Depth of Field and Field of View Equivalents
Focal Lengths are Absolute
When it comes to lenses it is important to remember that focal lengths are absolute and it is the field of view that is relative to the format you are shooting. This means that a FF35 still shooter will think of 24mm as a very wide lens while someone who regularly shoots in the 2/3″ format will think of 24mm as a fairly long lens.
I have used an image shot on 645 medium format 120 film with an 80mm lens to demonstrate this. You can see that on medium format 80mm becomes a fairly wide lens. On 2/3″ format 80mm becomes telephoto.
Focal Lengths and Field of View Equivalents
Unfortunately there is no metric to describe the all important field of view so we have come to rely on field of equivalents or “crop factor” to describe whether a lens is wide, medium or long. If you are used to shooting in a certain format you have learned to associate a certain field of view with the focal lengths of your lenses. Say you are a FF35 stills shooter and you are trying out the RED camera for the first time. You throw the 25mm RPP on and you notice it looks longer then 25mm usually looks on your Canon 1D. What you can do is multiply the 25mm RPP by the S35 – FF35 crop factor (1.62) and you see that it has the same field of view (field of view equivalent) as a 40mm lens on your Canon 1D. Going backwards gives you the ‘crop factor’ if you want to put your Canon 25mm lens on the RED camera. Multiply your Canon 25mm lens by 1.62 and you see that the image circle will be cropped to the same field of view as if you shot on your 1D at 40mm. You have probably heard APS-C (very close in size to S35) cameras referred to as 1.6 crop cameras. This is where that term comes from. Some of the more common crop factors are listed below.
- 2/3″ to S16mm = 1.24
- 2/3″ to S35 = 2.47
- 2/3″ to FF35 = 3.56
- S35 to FF35 = 1.62
DEPTH OF FIELD ACROSS FORMATS
BULLET POINTS:
- depth of field becomes shallower as a lenses f-stop decreases.
- at the same f-stop, lenses with a longer focal length have shallower depth of field.
DEPTH OF FIELD
It is especially important when shooting on Scarlet and Epic to understand exactly what affects depth of field because of all of the sensor formats, windowed sensor crops (for high speed) and the multitude of lens mounts available to the DSMC system.Depth of field refers to the section of an image that appears acceptably sharp or in focus. While other factors can have an effect on depth of field once a final image is being viewed (see circle of confusion below), it is important to remember that the cinematographer/photographer ultimately only has control over the depth of field created by the lenses focal length and aperture. There are the two absolutes that determine depth of field:
- depth of field becomes shallower as a lenses f-stop decreases.
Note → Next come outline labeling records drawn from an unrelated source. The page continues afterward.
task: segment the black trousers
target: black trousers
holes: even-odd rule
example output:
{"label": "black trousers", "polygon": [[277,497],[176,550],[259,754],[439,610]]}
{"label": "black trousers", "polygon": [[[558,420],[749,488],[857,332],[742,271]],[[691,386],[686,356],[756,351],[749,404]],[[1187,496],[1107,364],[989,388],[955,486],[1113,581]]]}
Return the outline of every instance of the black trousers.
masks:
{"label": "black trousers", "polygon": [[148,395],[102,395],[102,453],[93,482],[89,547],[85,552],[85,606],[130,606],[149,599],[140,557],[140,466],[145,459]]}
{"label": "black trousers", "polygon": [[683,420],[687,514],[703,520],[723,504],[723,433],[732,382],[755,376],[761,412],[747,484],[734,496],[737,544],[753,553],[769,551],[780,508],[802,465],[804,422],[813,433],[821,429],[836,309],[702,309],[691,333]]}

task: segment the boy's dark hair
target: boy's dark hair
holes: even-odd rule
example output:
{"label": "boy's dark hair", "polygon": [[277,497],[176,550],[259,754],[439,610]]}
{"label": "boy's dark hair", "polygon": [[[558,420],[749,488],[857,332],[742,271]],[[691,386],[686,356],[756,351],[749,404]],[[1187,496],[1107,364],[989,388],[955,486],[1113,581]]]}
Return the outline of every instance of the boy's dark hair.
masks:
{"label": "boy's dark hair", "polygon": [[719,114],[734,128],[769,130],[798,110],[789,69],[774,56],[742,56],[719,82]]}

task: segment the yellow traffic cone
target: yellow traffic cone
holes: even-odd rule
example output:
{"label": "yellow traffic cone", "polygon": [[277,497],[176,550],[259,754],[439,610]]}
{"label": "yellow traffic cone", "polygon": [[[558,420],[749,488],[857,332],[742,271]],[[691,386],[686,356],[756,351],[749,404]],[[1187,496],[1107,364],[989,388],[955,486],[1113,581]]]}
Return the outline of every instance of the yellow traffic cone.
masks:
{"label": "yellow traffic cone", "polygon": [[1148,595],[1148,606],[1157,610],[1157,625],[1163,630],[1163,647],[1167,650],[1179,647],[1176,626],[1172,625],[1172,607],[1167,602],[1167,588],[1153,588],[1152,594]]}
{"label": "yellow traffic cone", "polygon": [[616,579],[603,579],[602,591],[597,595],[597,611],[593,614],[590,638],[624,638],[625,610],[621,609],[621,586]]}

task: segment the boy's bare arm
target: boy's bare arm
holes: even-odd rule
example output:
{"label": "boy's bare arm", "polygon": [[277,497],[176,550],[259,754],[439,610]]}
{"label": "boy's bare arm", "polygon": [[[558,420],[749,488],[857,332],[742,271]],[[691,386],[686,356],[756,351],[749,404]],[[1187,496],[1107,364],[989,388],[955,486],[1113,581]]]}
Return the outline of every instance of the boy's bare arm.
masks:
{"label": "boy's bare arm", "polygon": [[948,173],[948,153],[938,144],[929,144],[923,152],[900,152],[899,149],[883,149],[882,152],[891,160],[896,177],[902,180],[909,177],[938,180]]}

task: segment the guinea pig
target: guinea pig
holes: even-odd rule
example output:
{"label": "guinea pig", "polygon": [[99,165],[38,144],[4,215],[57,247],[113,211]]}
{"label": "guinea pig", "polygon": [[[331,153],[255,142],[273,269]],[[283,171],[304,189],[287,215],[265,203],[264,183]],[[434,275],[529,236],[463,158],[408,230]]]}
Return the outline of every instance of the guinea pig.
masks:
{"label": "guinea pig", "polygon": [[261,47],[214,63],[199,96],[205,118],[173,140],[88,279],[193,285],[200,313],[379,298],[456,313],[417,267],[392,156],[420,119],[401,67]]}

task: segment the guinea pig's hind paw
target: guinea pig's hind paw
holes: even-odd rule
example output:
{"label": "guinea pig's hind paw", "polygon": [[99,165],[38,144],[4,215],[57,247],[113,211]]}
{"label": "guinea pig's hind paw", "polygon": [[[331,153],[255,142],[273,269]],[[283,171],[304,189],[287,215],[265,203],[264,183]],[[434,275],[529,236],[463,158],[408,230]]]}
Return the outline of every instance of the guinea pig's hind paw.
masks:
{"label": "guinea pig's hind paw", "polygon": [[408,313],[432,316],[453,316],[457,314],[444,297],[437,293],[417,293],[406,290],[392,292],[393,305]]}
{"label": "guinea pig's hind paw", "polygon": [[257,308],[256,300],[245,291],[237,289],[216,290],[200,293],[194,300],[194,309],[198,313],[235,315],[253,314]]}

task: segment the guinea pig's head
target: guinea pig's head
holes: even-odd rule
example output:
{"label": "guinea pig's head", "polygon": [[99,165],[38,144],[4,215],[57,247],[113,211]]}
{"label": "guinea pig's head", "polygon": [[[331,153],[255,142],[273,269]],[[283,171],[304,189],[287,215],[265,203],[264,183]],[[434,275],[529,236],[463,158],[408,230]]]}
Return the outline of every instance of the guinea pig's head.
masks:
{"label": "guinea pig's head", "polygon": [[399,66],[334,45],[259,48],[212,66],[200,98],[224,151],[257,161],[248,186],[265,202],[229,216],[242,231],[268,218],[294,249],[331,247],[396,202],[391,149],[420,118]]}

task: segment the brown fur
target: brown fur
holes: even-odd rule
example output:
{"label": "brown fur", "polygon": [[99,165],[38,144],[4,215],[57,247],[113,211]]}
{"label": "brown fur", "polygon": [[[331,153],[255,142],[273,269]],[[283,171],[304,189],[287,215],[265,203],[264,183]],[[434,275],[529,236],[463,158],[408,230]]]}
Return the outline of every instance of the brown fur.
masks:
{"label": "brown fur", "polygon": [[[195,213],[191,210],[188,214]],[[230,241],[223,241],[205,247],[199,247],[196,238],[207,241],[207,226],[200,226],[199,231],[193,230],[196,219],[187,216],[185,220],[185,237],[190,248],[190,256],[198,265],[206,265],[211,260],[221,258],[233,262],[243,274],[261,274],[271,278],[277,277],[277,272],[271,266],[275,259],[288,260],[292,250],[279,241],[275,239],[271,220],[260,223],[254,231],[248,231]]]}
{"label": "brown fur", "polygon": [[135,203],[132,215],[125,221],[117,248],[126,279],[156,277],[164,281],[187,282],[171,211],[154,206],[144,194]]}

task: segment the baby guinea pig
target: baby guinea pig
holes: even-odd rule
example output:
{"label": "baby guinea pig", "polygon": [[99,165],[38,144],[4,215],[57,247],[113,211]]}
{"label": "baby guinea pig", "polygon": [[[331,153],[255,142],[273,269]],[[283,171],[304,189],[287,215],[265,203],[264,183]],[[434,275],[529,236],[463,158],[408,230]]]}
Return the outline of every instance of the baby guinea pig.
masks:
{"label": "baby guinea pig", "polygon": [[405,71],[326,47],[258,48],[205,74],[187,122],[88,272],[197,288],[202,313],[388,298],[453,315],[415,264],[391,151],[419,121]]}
- at the same f-stop, lenses with a longer focal length have shallower depth of field.
This explains why we talk about the difficulty of getting shallow depth of field on cameras with smaller sensors like the 2/3″ Scarlet. 16mm is a very wide lens on S35 but becomes a medium lens (S35 equivalent of 40mm) on the 2/3″ Scarlet. Lenses that we use to get the extreme shallow depth of field S35 is known for, like an 85mm, become very long telephoto lenses (S35 equivalent of 210mm) on 2/3″ and only usable in specialty situations.
The depth of field created by the lens remains the same no matter what size sensor you put behind it. It is the need to use unusually wide lenses (thus deeper depth of field) due to the small sensor that makes it harder to get thin depth of field.
VIEWING SIZE, DISTANCE AND CIRCLE OF CONFUSION
The size an image is viewed at and the distance from the screen does effect the perceived depth of field. You can see this in the strip of images we used above. When the huge medium format image is shrunk down to that size everything appears to be in focus. When we effectively zoom in to the S35 format the background now appears slightly out of focus.
This effect is fairly small and only apparent in drastic cropping situations. The cinematographer/photographer really has no control over what size the final product will be viewed at so it is generally not taken into consideration when shooting.